AK Parti hükümetlerinin enflasyon konusunda çok önemli
başarılara imza attığını belirten Şimşek, şöyle konuştu:
"Uzun yıllar çift hanede olan hatta bazen üç haneye çıkan enflasyonu tek hanelere indirdik, küresel krize rağmen tek hanede tuttuk.Türkiye, yüksek enflasyona sahip ülkeler sıralamasında uzun yıllar hep ilk 10 arasındaydı. BU dönemde 60'lı sıralara kadar geriledik. Manşet enflasyon Eylül ayı itibarıyla yüzde 9.2 düzeyinde gerçekleşmiştir. Geçici vergi etkisinden arındırılmış, çekirdek enflasyon ise yüzde 3 gibi son yılların en düşük oranına inmiştir. Bu bize son dönemlerde özellikle gıda fiyatlarına bağlı
olarak artan enflasyonun önümüzdeki aylarda tekrar hızlı bir düşüş trendine gireceğini göstermektedir."

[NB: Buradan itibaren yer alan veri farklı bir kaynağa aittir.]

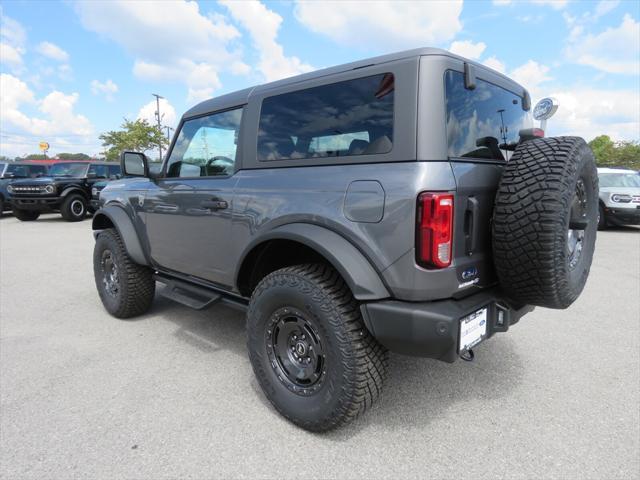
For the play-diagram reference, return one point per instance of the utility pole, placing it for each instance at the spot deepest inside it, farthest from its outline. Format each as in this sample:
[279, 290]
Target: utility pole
[169, 132]
[159, 119]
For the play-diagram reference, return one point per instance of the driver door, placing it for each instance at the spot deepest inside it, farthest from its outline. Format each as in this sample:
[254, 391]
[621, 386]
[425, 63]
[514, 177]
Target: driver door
[189, 210]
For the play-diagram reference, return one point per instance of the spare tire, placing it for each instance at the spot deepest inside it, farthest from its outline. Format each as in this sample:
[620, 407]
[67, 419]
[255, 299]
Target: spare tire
[545, 221]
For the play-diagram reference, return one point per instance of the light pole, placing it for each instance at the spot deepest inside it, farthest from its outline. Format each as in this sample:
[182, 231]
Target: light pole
[158, 118]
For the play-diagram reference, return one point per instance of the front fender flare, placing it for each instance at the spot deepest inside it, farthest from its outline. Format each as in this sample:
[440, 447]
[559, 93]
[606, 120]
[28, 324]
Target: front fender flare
[363, 280]
[119, 218]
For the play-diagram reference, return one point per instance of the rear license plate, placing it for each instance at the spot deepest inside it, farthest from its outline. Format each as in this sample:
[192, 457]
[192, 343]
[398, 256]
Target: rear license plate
[473, 329]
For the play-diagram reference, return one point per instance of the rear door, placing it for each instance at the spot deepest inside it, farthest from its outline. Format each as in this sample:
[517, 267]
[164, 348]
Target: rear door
[189, 210]
[483, 126]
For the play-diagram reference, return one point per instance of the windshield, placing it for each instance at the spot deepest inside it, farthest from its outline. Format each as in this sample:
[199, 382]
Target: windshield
[68, 170]
[620, 180]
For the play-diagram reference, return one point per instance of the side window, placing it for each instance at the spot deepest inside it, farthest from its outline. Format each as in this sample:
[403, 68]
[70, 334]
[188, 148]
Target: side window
[99, 171]
[354, 117]
[484, 122]
[114, 170]
[206, 146]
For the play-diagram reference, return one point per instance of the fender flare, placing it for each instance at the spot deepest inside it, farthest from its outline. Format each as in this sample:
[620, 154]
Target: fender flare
[119, 218]
[73, 189]
[356, 270]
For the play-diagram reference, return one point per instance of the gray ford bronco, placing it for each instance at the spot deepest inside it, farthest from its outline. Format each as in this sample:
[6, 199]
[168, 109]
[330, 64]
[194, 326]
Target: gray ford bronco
[401, 203]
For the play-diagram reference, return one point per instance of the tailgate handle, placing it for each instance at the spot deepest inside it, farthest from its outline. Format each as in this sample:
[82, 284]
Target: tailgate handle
[471, 225]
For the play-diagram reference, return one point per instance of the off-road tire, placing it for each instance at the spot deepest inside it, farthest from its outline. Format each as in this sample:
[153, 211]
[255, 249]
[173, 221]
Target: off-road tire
[356, 363]
[602, 219]
[25, 215]
[136, 286]
[531, 219]
[69, 206]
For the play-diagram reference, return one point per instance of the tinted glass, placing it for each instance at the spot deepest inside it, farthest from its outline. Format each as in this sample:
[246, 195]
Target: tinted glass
[68, 170]
[484, 122]
[206, 146]
[354, 117]
[114, 170]
[100, 171]
[619, 180]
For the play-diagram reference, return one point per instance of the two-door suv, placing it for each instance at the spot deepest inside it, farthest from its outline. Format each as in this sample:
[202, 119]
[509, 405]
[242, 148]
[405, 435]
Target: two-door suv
[400, 203]
[66, 189]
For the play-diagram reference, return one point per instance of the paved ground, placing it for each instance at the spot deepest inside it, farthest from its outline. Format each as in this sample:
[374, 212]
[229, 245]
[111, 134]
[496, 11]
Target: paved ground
[172, 395]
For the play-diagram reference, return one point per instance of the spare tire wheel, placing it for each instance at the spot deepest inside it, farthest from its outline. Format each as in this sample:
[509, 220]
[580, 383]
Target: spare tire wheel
[545, 221]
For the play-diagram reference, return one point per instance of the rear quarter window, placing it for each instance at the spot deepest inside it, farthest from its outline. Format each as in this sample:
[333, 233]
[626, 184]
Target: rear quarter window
[353, 117]
[484, 122]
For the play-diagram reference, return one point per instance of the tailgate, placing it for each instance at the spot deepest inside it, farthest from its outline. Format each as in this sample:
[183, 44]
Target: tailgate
[477, 183]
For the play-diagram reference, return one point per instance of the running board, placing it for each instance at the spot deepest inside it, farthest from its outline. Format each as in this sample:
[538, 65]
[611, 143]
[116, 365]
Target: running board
[188, 294]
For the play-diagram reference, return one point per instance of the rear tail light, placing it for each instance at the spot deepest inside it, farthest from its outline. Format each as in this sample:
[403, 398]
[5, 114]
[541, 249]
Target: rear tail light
[434, 236]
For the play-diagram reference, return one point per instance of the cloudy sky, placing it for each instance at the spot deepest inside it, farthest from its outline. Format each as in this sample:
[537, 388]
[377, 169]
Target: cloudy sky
[74, 69]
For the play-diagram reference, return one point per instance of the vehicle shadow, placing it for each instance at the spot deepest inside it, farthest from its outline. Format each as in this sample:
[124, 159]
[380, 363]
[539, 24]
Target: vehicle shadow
[416, 391]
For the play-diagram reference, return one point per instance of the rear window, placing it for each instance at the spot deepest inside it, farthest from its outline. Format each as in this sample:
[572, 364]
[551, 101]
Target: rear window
[354, 117]
[484, 122]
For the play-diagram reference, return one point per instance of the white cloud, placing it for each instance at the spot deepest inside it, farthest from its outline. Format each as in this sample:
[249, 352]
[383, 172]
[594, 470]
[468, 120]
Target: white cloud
[605, 6]
[589, 112]
[263, 25]
[107, 88]
[167, 113]
[530, 74]
[615, 50]
[170, 41]
[386, 25]
[468, 49]
[555, 4]
[57, 116]
[12, 43]
[493, 62]
[51, 50]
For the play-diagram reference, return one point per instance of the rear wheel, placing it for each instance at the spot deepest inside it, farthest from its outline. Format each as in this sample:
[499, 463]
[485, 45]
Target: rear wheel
[125, 288]
[545, 221]
[25, 215]
[74, 208]
[314, 358]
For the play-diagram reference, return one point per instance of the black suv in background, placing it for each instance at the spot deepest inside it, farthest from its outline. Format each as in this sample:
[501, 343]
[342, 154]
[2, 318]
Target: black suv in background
[66, 189]
[12, 171]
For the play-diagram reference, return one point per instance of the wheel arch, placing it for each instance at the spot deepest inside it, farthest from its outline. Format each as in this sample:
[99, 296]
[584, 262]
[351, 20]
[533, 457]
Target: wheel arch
[306, 243]
[113, 216]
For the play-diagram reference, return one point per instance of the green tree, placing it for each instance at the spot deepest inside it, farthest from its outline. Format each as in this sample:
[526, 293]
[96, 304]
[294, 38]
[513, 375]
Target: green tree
[616, 154]
[136, 135]
[73, 156]
[603, 148]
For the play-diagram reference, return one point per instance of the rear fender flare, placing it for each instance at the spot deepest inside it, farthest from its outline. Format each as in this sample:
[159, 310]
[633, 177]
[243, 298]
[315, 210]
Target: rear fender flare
[121, 221]
[356, 270]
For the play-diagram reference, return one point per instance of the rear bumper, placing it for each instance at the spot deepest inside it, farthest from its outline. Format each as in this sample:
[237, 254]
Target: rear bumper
[37, 204]
[623, 216]
[432, 329]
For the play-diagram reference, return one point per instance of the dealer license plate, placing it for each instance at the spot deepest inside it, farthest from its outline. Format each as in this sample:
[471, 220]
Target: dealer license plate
[473, 329]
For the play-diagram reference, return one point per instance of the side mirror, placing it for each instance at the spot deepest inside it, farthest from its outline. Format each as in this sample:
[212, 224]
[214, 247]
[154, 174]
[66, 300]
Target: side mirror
[134, 164]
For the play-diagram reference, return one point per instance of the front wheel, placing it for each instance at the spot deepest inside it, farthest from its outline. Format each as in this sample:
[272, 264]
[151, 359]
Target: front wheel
[25, 215]
[125, 288]
[313, 356]
[74, 208]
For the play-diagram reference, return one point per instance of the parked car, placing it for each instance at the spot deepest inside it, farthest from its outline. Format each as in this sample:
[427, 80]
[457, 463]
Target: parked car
[619, 197]
[354, 210]
[12, 171]
[65, 189]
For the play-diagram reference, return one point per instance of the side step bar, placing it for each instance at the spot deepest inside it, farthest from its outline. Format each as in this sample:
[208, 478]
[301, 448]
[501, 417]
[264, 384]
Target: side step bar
[187, 294]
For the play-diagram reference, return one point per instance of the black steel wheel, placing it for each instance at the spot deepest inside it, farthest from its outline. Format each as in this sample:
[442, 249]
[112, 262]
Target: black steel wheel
[125, 288]
[313, 356]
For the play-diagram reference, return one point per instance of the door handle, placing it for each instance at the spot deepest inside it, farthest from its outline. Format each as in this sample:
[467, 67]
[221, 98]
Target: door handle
[215, 204]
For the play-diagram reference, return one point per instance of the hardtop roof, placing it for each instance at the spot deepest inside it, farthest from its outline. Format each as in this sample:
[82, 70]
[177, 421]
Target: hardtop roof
[241, 97]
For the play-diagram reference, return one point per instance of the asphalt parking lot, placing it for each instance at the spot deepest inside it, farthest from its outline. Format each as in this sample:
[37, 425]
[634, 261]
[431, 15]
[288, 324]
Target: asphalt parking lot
[172, 394]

KOMİSYONDA USUL TARTIŞMASI
Öte yandan TBMM Plan ve Bütçe Komisyonu'nda tasarının sunumundan önce milletvekilleri, usul hakkında söz aldı. CHP İstanbul Milletvekili Mustafa Özyürek, anayasanın bütçenin nasıl hazırlanacağını düzenlediğini ancak hükümetin bu kuralları uygulamamayı adet haline getirdiğini söyledi. Özyürek, bütçenin hukuki açıdan tartışmalı olduğunu iddia etti.
BDP Şırnak Milletvekili Hasip Kaplan ise, milletvekillerinin konuşma süreleriyle ilgili önergeyi eleştirdi. Bakanlıkların bütçe görüşmelerinde hem milletvekillerine hem de gruplar adına söz verilmesini isteyen Kaplan, ayrıca bakanlıklardan bütçe dokümanlarını 3 gün önce kendilerine iletmesini talep etti.
CHP İzmir Milletvekili Harun Öztürk de, Maliye Bakanlığı'nın bütçe gerekçelerini, anayasada belirtilen süre içerisinde TBMM'ye iletmesi gerektiğini söyledi. CHP Malatya Milletvekili Mevlüt Aslanoğlu ise, bütçe görüşmelerinde korumaların bulunmamasını isteyerek, ''Korkuyorum. Komisyon içinde korumalar, polisler olmuyor'' dedi.
MHP Sakarya Milletvekili Münir Kutluata, Orta Vadeli Program'ın Resmi Gazete'de ilanından komisyona geliş süresinin 4 ay olduğunu ancak şimdi bu sürenin 1 haftaya indiğini belirtti.
Komisyon Başkanı Mustafa Açıkalın, bakanlıkları sözlü olarak daha önce dokümanları komisyona ulaştırması konusunda uyardığını ancak yeniden uyarıda bulunacağını ifade etti.